The pleasures born of contact with external objects are wombs of suffering. They have a beginning and an end. The wise do not delight in them.

Sanskrit (Devanagari)

ये हि संस्पर्शजा भोगा दुःखयोनय एव ते। आद्यन्तवन्तः कौन्तेय न तेषु रमते बुधः॥

Transliteration

ye hi saṁsparśa-jā bhogā duḥkha-yonaya eva te; ādy-antavantaḥ kaunteya na teṣu ramate budhaḥ

English translation

The pleasures born of contact with external objects are wombs of suffering. They have a beginning and an end. The wise do not delight in them.

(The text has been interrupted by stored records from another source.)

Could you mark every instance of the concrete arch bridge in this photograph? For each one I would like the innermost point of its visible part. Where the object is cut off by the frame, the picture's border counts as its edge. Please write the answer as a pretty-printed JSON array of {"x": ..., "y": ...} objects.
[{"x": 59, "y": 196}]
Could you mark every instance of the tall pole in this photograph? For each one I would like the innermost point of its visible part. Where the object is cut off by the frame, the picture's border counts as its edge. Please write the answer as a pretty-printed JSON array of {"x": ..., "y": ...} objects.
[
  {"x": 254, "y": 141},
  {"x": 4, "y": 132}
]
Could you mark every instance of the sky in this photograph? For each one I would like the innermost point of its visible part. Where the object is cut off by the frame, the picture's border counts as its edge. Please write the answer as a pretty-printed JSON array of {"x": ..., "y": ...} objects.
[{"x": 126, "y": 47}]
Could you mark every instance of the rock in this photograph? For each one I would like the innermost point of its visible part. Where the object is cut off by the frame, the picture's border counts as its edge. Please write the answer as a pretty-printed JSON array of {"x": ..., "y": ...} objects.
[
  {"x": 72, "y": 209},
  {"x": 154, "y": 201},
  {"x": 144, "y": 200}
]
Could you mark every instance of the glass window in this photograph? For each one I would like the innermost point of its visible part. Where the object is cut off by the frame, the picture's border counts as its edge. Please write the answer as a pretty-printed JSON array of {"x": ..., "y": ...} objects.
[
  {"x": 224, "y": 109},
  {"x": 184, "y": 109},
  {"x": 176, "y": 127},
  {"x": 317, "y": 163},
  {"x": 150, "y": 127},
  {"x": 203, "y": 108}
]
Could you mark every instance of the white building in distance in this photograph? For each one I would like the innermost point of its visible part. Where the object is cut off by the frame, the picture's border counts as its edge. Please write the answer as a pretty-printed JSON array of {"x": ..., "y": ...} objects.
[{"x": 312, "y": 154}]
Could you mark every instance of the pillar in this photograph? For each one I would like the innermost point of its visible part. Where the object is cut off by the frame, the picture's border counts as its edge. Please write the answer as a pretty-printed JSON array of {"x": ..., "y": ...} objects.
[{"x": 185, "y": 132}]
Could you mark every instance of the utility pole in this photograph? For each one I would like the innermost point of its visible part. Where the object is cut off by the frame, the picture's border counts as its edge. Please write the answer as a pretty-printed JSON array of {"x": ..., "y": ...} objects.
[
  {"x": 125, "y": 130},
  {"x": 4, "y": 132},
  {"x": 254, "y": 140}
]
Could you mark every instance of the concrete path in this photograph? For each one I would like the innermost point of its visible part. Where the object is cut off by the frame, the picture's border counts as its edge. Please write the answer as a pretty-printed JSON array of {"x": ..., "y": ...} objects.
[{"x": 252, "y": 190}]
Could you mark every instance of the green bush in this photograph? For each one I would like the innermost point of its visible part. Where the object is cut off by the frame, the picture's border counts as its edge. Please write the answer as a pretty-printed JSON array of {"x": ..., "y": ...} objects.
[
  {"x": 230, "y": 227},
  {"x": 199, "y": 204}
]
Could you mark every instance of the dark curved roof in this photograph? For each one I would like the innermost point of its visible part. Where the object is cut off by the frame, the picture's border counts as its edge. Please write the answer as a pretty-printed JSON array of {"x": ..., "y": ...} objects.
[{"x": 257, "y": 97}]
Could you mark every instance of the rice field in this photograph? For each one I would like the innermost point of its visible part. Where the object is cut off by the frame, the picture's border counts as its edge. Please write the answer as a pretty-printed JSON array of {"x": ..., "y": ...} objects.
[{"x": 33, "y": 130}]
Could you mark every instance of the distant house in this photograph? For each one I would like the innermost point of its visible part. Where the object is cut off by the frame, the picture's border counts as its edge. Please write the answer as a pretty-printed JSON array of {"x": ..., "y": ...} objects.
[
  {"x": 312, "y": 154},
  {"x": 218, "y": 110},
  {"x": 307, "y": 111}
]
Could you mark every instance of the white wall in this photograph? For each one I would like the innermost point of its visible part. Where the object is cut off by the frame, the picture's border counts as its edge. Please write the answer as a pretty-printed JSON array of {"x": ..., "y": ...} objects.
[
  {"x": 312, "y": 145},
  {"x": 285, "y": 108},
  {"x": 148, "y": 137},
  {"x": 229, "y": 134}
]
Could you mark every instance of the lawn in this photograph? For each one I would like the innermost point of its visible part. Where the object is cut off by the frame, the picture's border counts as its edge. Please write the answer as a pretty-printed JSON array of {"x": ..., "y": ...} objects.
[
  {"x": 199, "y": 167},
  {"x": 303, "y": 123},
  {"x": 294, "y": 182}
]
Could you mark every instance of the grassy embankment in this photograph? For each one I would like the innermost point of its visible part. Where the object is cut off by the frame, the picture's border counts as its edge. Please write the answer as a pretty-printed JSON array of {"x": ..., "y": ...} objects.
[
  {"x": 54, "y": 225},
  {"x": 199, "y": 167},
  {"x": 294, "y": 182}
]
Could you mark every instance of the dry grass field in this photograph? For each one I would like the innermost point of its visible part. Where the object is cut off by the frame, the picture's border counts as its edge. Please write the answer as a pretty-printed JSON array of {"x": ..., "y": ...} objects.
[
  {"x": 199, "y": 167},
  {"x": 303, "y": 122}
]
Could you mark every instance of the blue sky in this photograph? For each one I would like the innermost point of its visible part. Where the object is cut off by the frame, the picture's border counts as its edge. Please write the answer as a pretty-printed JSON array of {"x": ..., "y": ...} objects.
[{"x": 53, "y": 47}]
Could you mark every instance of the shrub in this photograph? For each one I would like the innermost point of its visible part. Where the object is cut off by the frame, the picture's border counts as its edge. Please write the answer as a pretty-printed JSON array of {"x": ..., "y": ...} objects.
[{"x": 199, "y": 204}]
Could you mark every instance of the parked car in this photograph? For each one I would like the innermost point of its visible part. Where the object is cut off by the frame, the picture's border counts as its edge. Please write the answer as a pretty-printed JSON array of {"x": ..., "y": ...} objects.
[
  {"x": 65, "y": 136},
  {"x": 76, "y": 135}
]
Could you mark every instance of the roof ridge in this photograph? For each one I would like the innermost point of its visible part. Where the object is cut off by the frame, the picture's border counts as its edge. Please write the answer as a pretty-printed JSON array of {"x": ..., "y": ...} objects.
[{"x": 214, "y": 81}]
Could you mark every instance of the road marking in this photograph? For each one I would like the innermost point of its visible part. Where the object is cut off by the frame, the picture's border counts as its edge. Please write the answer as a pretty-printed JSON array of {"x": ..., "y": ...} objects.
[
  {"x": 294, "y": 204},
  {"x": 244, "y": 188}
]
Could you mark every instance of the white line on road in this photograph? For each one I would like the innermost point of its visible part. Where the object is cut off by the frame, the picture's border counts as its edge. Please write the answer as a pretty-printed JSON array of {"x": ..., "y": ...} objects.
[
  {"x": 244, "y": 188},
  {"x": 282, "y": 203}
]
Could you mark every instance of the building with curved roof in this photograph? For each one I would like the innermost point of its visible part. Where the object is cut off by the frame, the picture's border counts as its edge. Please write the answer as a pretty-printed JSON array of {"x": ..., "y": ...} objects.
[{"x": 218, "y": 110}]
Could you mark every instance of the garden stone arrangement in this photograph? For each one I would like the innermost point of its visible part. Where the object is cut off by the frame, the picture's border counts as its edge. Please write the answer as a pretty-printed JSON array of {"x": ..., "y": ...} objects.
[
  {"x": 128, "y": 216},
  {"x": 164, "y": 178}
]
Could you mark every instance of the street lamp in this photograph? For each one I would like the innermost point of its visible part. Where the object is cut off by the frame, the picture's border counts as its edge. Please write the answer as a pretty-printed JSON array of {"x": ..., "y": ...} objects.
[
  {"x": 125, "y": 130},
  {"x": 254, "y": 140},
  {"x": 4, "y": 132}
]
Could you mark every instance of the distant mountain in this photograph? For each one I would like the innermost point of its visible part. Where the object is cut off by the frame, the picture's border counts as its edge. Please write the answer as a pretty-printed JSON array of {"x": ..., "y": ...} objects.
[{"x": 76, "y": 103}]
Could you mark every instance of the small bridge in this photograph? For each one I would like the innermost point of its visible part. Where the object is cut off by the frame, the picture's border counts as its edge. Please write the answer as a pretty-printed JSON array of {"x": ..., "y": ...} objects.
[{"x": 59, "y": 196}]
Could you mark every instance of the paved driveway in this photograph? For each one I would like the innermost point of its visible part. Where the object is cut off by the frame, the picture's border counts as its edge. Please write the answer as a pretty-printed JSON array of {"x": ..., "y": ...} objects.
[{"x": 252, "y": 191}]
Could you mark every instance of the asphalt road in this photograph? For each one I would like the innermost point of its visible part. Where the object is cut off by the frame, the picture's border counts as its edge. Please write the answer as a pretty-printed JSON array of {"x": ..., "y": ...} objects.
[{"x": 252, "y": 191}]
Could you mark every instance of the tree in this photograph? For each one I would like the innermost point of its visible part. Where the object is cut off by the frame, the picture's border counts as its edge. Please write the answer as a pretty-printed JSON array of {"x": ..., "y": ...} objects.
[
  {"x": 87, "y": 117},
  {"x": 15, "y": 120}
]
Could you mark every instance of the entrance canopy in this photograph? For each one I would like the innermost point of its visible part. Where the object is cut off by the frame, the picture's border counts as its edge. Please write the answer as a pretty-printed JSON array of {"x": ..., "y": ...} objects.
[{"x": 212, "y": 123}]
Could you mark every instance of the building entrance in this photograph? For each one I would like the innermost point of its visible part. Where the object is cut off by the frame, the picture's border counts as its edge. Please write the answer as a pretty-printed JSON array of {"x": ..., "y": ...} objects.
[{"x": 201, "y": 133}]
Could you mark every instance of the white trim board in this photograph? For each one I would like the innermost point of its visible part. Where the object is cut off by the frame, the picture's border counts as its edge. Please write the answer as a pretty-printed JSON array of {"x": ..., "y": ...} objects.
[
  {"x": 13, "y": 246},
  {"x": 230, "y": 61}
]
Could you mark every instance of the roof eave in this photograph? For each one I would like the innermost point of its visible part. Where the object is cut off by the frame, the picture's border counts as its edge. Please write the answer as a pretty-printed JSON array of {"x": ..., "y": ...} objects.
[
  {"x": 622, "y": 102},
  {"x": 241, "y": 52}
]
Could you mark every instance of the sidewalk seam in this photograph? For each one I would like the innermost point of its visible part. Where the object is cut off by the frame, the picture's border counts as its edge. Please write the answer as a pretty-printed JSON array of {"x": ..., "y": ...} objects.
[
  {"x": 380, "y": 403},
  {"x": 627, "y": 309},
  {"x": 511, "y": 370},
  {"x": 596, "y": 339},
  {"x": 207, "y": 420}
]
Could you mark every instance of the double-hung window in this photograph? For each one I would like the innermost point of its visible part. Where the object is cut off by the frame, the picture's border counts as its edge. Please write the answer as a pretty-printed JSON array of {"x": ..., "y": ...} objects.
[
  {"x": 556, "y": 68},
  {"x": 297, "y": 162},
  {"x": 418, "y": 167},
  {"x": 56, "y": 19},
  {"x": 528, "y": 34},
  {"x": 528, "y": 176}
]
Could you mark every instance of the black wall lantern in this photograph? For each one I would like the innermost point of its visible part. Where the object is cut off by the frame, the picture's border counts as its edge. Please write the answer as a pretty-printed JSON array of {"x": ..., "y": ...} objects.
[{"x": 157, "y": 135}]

Meaning — what the verse is actually saying

Every external pleasure has the same structure: it begins, it peaks, it ends, and what follows is craving for it again. The Gita is not anti-pleasure; it is honest about its mechanism. Pleasure from the outside generates the craving that becomes the next round of suffering.

Modern practice — what to do today because of this

Notice the rhythm of any habitual pleasure (scrolling, snacking, gossiping). The pleasure phase is short; the craving phase that follows is long. Awareness of the mechanism, alone, breaks much of its grip.